Klinker started teaching some courses through her home last summer, though she’s always been interested in fiber and making things from Homer’s natural environment. This year through online courses and personal research she’s been able to learn more techniques on processing the cordage and some of the more anthropological components of the history of nettles in fiber arts.

“Nettle, in particular, has a nice hand. It can become really silky, and has been used tens of thousands of years to make cord,” she said. “This is one of the things I like about sharing nettle work is the idea it that can be transformed into some useful or beautiful thing that can be used to make other things.”

One book that she’s found particularly inspirational is “Women’s Work: The First 20,000 Years – Women, Cloth, and Society in Early Times,” by Elizabeth Wayland Barber.

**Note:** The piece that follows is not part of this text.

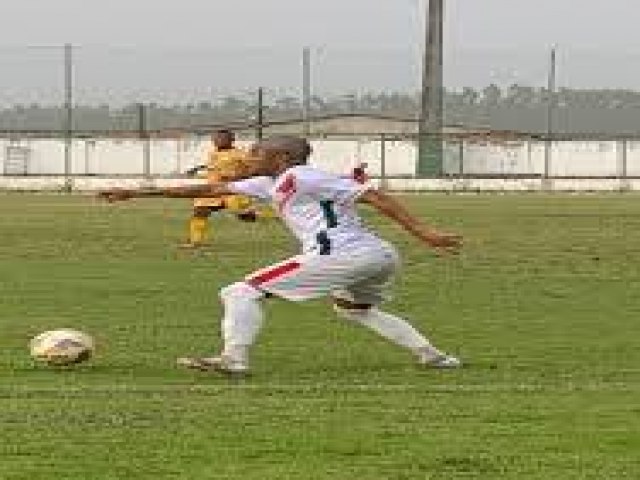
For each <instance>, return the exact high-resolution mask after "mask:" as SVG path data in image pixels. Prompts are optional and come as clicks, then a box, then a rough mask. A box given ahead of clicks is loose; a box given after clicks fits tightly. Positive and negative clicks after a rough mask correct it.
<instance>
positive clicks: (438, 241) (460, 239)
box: [425, 232, 462, 255]
mask: <svg viewBox="0 0 640 480" xmlns="http://www.w3.org/2000/svg"><path fill="white" fill-rule="evenodd" d="M425 242H426V243H427V245H429V246H430V247H432V248H435V249H436V250H437V251H438V252H439V253H450V254H453V255H456V254H458V253H460V249H461V248H462V236H461V235H458V234H455V233H445V232H429V233H428V234H427V235H425Z"/></svg>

“In the larger archaeological record of fiber, alongside other human civilization developments, fiber doesn’t last long. By its nature, it rots away,” she said.

But, she noted that some early ceramic decoration using this cording technique is found all over the world. Nettle, specifically the regional species found here, urtica dioica, has been used for several centuries.

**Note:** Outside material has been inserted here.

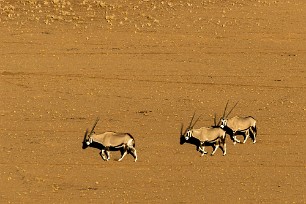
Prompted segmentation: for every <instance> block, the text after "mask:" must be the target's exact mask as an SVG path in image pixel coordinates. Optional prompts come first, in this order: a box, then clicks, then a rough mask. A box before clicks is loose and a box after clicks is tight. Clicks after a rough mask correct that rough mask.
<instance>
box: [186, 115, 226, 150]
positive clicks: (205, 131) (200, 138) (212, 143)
mask: <svg viewBox="0 0 306 204" xmlns="http://www.w3.org/2000/svg"><path fill="white" fill-rule="evenodd" d="M194 115H195V114H193V116H192V118H191V121H190V123H189V126H188V127H187V129H186V130H185V132H184V133H183V124H182V126H181V142H180V143H181V144H184V142H185V141H187V142H188V141H190V140H193V141H191V142H190V143H192V144H196V145H197V148H198V151H200V152H201V153H202V155H201V156H203V155H204V154H206V153H207V152H206V151H205V146H207V145H212V146H213V152H212V153H211V155H214V154H215V152H216V151H217V149H218V148H219V146H220V145H221V146H220V147H221V149H222V151H223V156H224V155H226V143H225V137H226V132H225V131H224V130H223V129H222V128H220V127H201V128H199V129H195V128H193V127H194V125H195V124H196V122H197V121H198V120H199V118H200V117H199V118H198V119H197V120H196V121H195V122H194V123H193V124H192V122H193V119H194Z"/></svg>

Another book Klinker referred to is “The Wonder of Nettles,” by Janice Schofield, who has spent substantial time studying plants in Alaska. Schofield has more information on nettles on her blog www.athomewithjaniceschofieldeaton.com.

Klinker noted that she feels a real connection with this type of women’s work or hand work that can be really slow and laborious but also rewarding and meditative. It fits in the same category as quilting, knitting, crochet or net making, she said.

Like many types of traditional crafts, she said, there are several processes and steps necessary along the way to the finished product.

In the case of this plant, “you start with harvest of the nettle, strip off the leaves, get rid of the sting, split the nettle, and then strip the skin off from the inner core, and then that dries. Then scrape the green coating off of that and let it dry,” she said.

There are many different variations of that process available.

Once a plant is harvested it can be kept and turned into fiber years later.

“I have some nettles that I harvested two years ago, but I can still get the plant wet again and then tease out the fiber,” she said. She said she typically just removes fiber with her thumbnail. The cording technique she uses is “reverse twist, double ply cordage.”

Another feature that Klinker noted from her research is the fairy tale or magical component of plants like nettles. She notes that the plant has somewhat of a protective quality, referring to a story of a girl whose three brothers who were transformed into swans and in order to save them each a vest from nettles.

“It’s similar to something like devil’s club or things that are in honey that have a little bit of danger and a process of pain in order to transform the product into something that’s useful, fine or beautiful and has a lot of power in it,” she said.

Klinker harvests nettle without gloves but will encourage workshop participants to wear gloves when harvesting on the museum trails. Other local plants she mentioned as sources for fiber are rhubarb and fireweed.